Monday, September 17, 2012

TCP'S ALASKA: THE FINAL COUNTDOWN

Well, my time in the great (great - unusually large in size or dimension) state of Alaska has nearly come to an end. I've sold my vehicle and most of my furniture, and I have a plane ticket bound for home. This lovely (sarcasm - harsh or bitter derision...oh never mind) place has seen fit to bestow on me a raging cold on my way out. I will do my best not to sneeze directly on other Alaskans as I leave, but if they breathe in my germs, that's their own fault.

What have I learned on my sojourn to the 49th state? Oh, so much.

1. Never put a garage door opener on your keychain. If you do, $600 will fly out of your bank account.

2. Never ask S****** B******* S***** to fix said garage door. They will very aggressively not do that.

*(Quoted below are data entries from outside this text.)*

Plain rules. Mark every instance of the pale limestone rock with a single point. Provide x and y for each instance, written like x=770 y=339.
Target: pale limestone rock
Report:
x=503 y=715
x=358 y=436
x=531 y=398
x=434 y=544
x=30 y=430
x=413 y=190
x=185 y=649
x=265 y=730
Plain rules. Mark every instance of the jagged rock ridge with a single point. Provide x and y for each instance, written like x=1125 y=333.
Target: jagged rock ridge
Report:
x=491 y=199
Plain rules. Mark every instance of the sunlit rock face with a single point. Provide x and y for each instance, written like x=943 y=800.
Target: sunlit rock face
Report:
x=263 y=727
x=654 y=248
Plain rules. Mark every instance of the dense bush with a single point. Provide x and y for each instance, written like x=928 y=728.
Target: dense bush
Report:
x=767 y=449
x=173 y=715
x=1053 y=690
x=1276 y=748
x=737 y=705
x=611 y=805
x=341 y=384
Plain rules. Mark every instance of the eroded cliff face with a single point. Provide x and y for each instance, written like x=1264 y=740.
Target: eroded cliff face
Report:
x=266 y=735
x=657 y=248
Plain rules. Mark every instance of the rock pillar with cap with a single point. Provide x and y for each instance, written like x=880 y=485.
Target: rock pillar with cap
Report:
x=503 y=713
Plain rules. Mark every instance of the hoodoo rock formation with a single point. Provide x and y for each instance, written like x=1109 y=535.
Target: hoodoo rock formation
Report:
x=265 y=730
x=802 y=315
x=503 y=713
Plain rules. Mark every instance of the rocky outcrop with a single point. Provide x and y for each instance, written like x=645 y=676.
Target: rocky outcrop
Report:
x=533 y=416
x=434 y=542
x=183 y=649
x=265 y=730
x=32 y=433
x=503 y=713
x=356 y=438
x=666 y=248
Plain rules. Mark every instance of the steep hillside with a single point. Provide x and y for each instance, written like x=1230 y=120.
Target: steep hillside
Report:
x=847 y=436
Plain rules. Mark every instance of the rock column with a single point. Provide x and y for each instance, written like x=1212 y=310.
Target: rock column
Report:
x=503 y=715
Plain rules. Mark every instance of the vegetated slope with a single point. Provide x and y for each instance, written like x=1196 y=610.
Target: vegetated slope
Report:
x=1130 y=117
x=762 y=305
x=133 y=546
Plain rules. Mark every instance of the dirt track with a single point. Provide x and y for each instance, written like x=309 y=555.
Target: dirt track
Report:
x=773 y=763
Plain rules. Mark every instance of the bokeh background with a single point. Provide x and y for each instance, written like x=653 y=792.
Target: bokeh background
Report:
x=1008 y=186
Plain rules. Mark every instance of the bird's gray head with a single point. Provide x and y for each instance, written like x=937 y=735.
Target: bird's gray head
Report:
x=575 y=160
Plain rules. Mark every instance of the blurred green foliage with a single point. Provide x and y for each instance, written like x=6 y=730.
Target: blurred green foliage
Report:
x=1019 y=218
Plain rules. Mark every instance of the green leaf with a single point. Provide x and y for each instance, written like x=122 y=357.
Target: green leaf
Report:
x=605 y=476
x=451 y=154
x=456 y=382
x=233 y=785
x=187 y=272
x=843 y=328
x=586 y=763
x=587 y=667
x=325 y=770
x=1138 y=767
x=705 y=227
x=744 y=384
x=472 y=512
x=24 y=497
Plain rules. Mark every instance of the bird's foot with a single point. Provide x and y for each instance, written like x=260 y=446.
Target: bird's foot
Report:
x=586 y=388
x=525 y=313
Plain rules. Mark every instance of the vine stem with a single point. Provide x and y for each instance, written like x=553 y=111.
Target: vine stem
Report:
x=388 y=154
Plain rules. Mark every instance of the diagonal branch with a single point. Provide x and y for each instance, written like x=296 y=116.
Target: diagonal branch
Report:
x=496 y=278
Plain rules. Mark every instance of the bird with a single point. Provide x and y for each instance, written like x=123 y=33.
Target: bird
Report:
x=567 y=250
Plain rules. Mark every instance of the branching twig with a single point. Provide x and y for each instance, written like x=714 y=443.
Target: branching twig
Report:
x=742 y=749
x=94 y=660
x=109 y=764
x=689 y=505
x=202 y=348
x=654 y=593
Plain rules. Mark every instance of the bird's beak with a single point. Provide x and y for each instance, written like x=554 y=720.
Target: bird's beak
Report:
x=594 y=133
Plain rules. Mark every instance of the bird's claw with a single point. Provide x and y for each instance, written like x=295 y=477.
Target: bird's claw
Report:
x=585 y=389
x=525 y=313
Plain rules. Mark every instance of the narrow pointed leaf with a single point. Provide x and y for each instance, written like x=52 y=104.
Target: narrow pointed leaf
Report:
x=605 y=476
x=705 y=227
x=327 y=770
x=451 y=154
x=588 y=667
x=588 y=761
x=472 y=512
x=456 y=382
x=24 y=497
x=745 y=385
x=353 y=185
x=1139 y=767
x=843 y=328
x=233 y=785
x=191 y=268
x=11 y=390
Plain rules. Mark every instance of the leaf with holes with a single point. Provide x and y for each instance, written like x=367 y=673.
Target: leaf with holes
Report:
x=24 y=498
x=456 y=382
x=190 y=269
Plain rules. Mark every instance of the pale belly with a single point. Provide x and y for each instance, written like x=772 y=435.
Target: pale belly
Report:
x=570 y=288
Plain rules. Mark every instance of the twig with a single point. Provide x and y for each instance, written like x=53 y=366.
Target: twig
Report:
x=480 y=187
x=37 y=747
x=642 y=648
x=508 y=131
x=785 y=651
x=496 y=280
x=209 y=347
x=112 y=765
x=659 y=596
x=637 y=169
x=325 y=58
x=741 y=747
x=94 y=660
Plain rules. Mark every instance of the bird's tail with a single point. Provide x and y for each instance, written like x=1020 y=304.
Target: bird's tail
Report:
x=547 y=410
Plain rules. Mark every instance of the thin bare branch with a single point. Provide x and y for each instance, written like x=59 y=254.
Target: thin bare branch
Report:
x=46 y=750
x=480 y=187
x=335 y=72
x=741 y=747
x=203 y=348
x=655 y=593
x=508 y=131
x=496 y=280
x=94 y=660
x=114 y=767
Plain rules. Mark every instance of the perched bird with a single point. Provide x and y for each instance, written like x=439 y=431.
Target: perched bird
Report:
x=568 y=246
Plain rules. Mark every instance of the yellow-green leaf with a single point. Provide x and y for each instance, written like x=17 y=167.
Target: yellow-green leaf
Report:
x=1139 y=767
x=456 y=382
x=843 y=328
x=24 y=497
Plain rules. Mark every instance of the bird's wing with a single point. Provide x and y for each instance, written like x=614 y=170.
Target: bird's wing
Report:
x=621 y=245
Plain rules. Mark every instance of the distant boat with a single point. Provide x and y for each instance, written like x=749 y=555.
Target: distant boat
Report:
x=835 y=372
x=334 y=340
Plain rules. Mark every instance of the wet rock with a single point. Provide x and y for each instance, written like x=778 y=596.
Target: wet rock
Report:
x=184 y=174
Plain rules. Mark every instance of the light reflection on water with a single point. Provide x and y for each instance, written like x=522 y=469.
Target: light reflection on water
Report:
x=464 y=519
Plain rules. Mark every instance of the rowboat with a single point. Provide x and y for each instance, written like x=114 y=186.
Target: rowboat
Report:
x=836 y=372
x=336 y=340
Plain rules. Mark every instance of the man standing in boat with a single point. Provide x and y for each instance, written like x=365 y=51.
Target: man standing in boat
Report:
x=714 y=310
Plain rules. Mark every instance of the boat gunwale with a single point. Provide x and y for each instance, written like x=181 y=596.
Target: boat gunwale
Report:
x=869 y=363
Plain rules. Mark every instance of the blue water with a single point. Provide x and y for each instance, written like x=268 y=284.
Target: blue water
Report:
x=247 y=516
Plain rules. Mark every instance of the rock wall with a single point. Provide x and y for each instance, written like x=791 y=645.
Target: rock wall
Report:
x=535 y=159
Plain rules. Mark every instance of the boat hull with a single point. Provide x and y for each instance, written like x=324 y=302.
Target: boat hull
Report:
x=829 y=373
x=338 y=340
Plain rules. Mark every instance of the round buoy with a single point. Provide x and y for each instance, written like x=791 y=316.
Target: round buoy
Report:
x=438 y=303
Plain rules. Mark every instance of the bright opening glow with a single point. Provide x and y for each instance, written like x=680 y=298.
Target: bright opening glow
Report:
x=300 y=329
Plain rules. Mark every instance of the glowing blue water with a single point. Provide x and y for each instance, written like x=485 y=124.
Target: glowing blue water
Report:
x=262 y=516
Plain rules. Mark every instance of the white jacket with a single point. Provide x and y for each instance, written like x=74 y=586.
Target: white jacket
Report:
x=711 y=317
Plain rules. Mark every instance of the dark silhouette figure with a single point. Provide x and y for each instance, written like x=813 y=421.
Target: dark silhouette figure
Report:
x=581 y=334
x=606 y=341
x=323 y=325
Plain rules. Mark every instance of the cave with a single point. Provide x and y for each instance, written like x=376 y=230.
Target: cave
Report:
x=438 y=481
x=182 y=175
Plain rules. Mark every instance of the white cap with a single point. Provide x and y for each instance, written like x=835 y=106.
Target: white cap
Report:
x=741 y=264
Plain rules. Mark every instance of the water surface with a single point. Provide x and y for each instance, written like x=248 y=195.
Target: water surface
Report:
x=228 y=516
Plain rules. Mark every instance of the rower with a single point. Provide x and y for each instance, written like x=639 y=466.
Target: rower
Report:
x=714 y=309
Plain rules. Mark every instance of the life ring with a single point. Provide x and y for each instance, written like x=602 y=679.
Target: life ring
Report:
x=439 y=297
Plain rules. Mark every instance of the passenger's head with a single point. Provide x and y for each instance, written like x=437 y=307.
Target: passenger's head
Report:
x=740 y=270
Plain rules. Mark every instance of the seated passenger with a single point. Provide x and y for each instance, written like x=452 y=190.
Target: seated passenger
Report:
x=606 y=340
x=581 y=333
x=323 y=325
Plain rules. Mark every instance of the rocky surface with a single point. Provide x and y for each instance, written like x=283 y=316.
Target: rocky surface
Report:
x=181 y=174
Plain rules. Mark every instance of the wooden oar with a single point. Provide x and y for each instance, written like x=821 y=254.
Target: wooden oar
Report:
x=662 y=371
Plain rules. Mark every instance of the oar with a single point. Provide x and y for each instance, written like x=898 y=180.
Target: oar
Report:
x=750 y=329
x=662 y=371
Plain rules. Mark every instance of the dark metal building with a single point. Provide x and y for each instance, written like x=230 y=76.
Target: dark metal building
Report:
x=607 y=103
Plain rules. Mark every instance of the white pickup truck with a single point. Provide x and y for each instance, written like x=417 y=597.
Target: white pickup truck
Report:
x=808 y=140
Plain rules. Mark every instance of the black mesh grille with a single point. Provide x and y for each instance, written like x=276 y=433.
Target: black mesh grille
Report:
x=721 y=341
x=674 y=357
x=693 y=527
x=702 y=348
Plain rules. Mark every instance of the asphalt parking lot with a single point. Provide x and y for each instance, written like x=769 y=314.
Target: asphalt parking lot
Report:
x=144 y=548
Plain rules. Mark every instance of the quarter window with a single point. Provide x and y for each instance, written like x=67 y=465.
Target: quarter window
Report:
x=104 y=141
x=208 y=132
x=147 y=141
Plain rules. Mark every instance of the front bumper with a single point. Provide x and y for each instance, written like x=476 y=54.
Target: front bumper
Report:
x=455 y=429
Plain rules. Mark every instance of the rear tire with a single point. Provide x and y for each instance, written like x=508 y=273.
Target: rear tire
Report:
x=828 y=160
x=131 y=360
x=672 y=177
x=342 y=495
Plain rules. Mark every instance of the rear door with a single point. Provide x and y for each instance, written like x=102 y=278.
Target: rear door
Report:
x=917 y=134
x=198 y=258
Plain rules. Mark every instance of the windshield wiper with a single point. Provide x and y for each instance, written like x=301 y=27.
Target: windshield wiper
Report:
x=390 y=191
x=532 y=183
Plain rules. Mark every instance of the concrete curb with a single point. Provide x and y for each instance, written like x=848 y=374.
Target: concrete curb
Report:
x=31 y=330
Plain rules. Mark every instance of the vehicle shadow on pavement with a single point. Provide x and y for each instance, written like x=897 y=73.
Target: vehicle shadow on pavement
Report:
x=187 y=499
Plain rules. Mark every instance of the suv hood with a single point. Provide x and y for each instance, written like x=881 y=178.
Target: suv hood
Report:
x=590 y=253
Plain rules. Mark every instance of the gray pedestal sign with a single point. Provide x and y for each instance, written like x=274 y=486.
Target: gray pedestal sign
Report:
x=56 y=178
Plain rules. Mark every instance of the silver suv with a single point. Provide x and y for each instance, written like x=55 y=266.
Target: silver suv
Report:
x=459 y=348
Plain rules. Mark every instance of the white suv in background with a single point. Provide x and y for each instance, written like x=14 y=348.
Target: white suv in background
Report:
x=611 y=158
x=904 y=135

3. If you need to do something, do it yourself. Even if that means having to learn our horrible system for ordering stuff. That would have saved a bunch of migraines and misery.

4. Bears will mostly run away, but moose will happily run at you and kick or bite you. Luckily, I only learned this in the paper.

5. Pickle Hill is where they put the tower for the local public radio station. I wish I could have hung out with those folks more. They seemed nice.

6. Baseball in Alaska - as cold as you imagined it would be.

7. Softball in Anchorage - Just Say No. Or you will be saying, "Can you call me an ambulance?"

8. Turnarounds are hell. Again. And they don't get any less hellish as you get older.

9. It's better to join the nice gym close to your house that is closed on Saturdays than the rat trap gym far from your house that is open every day, because, duh, you will probably not go to either gym as much as you hoped, and you will never get that smell out of your head.

10. Drive-up espresso is the libation of the gods. I will miss it dearly.